Mengapa? Karena manusia harus mempunyai harapan. Tanpa harapan, manusia akan tersadar kembali pada Uncomfortable Truth (Kebenaran yang tidak nyaman) bahwa hidup terasa tak begitu signifikan, tidak mempunyai arti atau makna apa pun di dunia. Jika hidup tidak mempunyai arti apa pun, maka untuk apa melanjutkan hidup?
Namun demikian, aktivitas pencarian harapan ini sebenarnya bersifat destruktif. Sebab, harapan-harapan yang dicari manusia acap kali menimbulkan perselisihan antarpencari harapan. Melalui buku tersebut, Manson mengkritik cara mencari harapan yang merusak dan tidak akan pernah memuaskan manusia. Ia menyampaikan bahwa ideologi, hubungan personal, dan agama menjual harapan, menakut-nakuti, dan meraup keuntungan dari manusia.
Akibatnya, manusia kesulitan untuk menyeimbangkan Feeling Brain dan Thinking Brain. Singkatnya, Feeling Brain adalah bagian otak yang mengatur emosi manusia, sedangkan Thinking Brain adalah bagian otak yang mengatur cara manusia berpikir. Di satu sisi, banyak yang merundung emosi sebagai kelemahan dan mendewakan cara berpikir logis sebagai antitesisnya. Inilah yang menyebabkan manusia miskin secara spiritual dan bertemu kembali dengan Uncomfortable Truth yang berujung pada gangguan kesehatan mental, bahkan depresi.
Di sisi lain, banyak juga yang mendewakan emosi dan merundung habis-habisan pemikiran logis. Kerap kali hal ini dilakukan untuk merasa lebih baik, bukan menjadi lebih baik. Hal ini berdampak pada narasi emosional yang kemudian muncul ke permukaan hari ini, seperti kelompok agama tertentu yang menjadi mush bersama elit dunia, vaksin yang dituding menyebabkan autisme, teori bumi datar, dan masih banyak lagi.
Oleh karena itulah, Manson menyusun tulisan berisikan berbagai kisah sejarah, tumpukan penelitian psikologis, tulisan terdahulu oleh para cendekiawan sejak zaman Yunani, dan pengalaman pribadinya untuk memaparkan bagaimana harapan bekerja. Manson menantang para pembaca untuk menjadi jujur dengan dirinya sendiri mengenai pemahaman mengenai iman, ideologi, agama, dan harapan itu sendiri.
“Jika ini semua terdengar seperti nihilisme, jangan salah. Buku ini bukan merupakan argumen yang mendukung nihilisme, buku ini adalah untuk menentang nihilisme,” tulis Manson.
Perlu diperhatikan, gaya penulisan Manson mengenai self-improvement memang cenderung mengarah ke arah ‘negatif’daripada ‘positif’ jika diabndingkan dengan buku Manson sebelumnya.
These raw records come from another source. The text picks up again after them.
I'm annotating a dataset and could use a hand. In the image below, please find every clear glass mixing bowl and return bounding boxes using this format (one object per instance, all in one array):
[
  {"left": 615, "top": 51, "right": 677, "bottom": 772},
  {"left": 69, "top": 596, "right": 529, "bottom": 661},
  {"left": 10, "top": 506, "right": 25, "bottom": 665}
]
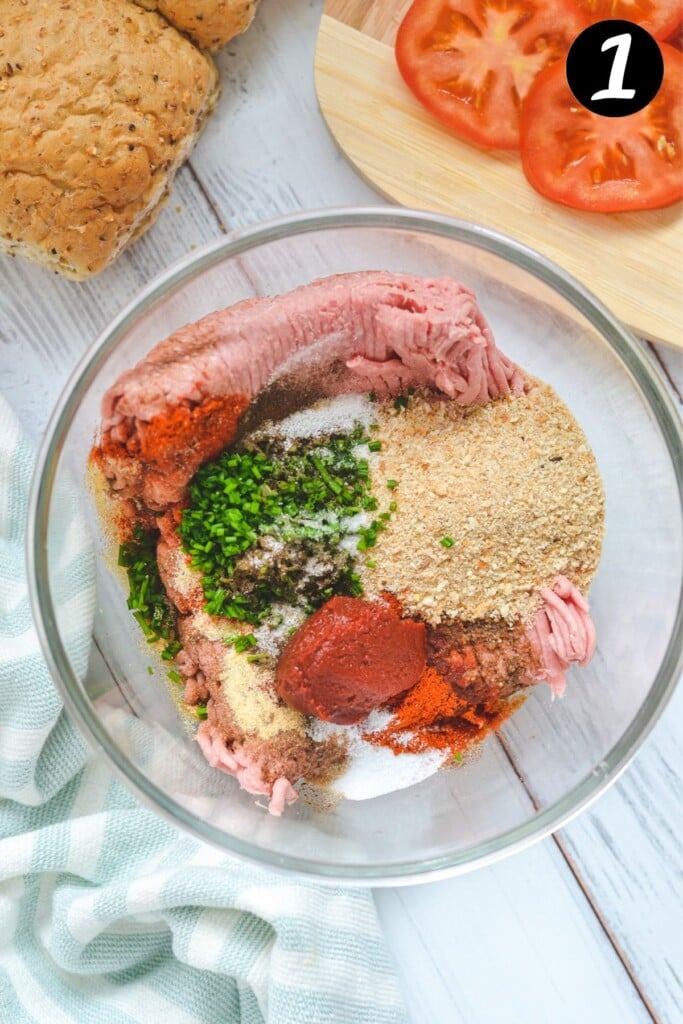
[{"left": 28, "top": 209, "right": 683, "bottom": 884}]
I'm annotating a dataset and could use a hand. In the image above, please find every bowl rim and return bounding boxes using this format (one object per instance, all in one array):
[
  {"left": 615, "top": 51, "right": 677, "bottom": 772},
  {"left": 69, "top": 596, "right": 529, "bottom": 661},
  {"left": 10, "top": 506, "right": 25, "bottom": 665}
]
[{"left": 27, "top": 206, "right": 683, "bottom": 885}]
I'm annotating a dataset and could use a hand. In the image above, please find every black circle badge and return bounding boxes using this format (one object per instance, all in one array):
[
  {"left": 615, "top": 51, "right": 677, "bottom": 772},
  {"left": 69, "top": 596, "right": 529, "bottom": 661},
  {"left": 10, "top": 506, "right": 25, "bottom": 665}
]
[{"left": 566, "top": 19, "right": 664, "bottom": 117}]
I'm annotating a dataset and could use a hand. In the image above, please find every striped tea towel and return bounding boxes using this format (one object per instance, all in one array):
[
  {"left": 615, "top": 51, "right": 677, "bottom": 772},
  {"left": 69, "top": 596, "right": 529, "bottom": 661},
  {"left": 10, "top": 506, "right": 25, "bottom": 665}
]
[{"left": 0, "top": 394, "right": 408, "bottom": 1024}]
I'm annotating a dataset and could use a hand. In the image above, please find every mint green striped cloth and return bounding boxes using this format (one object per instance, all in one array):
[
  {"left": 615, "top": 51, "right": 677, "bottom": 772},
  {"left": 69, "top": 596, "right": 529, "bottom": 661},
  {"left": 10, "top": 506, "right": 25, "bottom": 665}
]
[{"left": 0, "top": 395, "right": 408, "bottom": 1024}]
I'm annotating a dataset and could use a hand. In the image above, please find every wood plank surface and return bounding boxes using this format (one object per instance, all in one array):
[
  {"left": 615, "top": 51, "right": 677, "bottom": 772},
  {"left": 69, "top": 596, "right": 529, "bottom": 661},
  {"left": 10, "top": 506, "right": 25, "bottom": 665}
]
[
  {"left": 375, "top": 835, "right": 653, "bottom": 1024},
  {"left": 558, "top": 688, "right": 683, "bottom": 1023},
  {"left": 192, "top": 0, "right": 375, "bottom": 228},
  {"left": 1, "top": 165, "right": 223, "bottom": 441},
  {"left": 1, "top": 1, "right": 682, "bottom": 1021},
  {"left": 314, "top": 10, "right": 683, "bottom": 350}
]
Namun, Manson percaya bahwa menerima hal-hal negatif di dalam kehidupan kita, seperti rasa sakit merupakan hal yang penting sebagai manusia. Pun, hal tersebut akan dialami oleh manusia, sehingga menghindarinya malah merupakan aksi kontraproduktif.
Jadi bagi para pembaca, bersiaplah membaca hal-hal yang tidak menyamankan, menyakitkan, bahkan mempermalukan. Tulisan Manson yang humoris dan tidak menghakimi akan menemani serta mengevaluasi arti harapan selama 236 halaman.